Partnership paves the way for First Nations opportunities
Generation Australia and Kimberwalli have united in an innovative partnership, designed to develop opportunities for First Nations people in Western Sydney as part of a commitment to dismantle the boundaries around education and employment which often exists.
The partnership will see the two organisations unite to actively recruit First Nations people, and provide a physical location for Generation Australia to deliver a hybrid training program normally offered online.
Generation Australia’s education-to-employment program prepares graduates for a rewarding tech career, developing skills in web development and Cloud computing, and includes First Nations mentorship and job placement support. An additional program in the care industry will be released later this year.
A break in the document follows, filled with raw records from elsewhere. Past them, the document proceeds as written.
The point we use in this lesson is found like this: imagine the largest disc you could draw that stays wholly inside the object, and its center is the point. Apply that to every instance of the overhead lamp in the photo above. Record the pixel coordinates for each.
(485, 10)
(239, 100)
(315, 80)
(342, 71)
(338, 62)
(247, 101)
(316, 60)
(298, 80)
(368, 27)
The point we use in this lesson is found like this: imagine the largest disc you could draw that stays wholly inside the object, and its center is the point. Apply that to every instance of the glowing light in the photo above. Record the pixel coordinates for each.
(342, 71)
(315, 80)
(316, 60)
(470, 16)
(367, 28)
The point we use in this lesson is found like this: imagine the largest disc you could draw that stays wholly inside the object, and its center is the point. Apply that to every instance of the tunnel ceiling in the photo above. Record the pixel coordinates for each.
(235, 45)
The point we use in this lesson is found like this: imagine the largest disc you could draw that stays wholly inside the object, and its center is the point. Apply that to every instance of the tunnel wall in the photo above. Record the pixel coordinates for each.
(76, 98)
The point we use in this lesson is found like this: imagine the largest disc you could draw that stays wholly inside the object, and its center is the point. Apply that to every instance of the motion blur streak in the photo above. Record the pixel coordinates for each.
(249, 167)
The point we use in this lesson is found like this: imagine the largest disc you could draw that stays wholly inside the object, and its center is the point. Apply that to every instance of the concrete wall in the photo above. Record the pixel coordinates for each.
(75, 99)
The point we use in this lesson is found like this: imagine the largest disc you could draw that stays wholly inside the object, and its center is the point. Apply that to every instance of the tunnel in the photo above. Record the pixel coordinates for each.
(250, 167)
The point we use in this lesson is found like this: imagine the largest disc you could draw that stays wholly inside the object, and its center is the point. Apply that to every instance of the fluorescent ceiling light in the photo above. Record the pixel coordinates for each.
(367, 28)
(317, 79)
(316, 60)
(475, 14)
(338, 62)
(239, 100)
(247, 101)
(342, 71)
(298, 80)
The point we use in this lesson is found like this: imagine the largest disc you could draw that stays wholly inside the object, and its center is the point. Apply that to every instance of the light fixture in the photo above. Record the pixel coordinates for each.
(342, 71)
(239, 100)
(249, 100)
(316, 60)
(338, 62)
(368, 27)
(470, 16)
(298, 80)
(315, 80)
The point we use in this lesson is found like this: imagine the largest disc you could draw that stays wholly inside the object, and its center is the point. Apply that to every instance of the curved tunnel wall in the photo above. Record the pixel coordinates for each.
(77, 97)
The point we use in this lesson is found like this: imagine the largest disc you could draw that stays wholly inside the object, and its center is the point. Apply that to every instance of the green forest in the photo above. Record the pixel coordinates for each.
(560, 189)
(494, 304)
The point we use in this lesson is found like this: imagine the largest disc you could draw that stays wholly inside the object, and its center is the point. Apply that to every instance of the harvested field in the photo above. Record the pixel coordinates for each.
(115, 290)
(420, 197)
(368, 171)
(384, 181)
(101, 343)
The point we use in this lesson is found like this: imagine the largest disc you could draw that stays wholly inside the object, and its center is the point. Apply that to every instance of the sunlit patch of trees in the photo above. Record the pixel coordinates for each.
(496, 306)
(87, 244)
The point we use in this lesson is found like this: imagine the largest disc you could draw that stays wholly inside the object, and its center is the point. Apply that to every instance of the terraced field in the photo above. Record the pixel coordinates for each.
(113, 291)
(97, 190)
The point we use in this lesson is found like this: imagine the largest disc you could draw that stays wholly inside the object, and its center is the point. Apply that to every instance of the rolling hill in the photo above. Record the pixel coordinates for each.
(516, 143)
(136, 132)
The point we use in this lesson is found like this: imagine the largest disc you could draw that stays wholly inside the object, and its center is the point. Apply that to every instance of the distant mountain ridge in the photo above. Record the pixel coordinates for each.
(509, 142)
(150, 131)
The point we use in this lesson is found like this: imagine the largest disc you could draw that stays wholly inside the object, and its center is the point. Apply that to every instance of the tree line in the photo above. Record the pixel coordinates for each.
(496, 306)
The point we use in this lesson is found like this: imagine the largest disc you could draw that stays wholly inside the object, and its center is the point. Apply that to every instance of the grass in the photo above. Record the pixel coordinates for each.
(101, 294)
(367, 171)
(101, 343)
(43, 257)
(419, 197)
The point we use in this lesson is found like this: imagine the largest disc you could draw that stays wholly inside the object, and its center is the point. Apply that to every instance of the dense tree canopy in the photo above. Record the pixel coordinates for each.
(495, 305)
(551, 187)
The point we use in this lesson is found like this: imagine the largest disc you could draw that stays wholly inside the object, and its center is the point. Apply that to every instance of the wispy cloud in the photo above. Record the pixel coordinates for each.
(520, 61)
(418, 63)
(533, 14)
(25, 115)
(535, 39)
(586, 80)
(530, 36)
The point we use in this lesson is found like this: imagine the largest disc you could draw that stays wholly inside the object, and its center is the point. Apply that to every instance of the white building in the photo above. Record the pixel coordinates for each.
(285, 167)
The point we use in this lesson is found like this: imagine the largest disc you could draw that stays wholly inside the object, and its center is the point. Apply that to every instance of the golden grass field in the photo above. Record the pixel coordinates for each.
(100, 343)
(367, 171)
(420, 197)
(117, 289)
Kimberwalli’s Director in the Department of Education, Aboriginal Outcomes and Partnerships Directorate Kelly Stanford said, “The ability to use digital technologies has become both an essential life skill, and capability for job seekers and employees, regardless of their age, job function or industry. By delivering this important skills development opportunity at a culturally safe community space, with genuine pathways to employment and wrap-around mentoring support, this partnership provides an amazing opportunity to contribute to closing the gap in education, employment outcomes, and digital inclusion in Western Sydney.”
An intense recruitment campaign is now underway, and First Nations people are encouraged to apply for a place within the programs.
CEO Generation Australia Malcolm Kinns said the organisation is committed to strengthening educational pathways and enhancing sustainable employment outcomes for First Nations Australians.
“Kimberwalli is a beacon of hope for our First Nations community in Western Sydney. It is a privilege for us to partner with them and offer opportunities to the people in this area, while also providing our employer partners with the diverse talent that they need”, Mr Kinns said.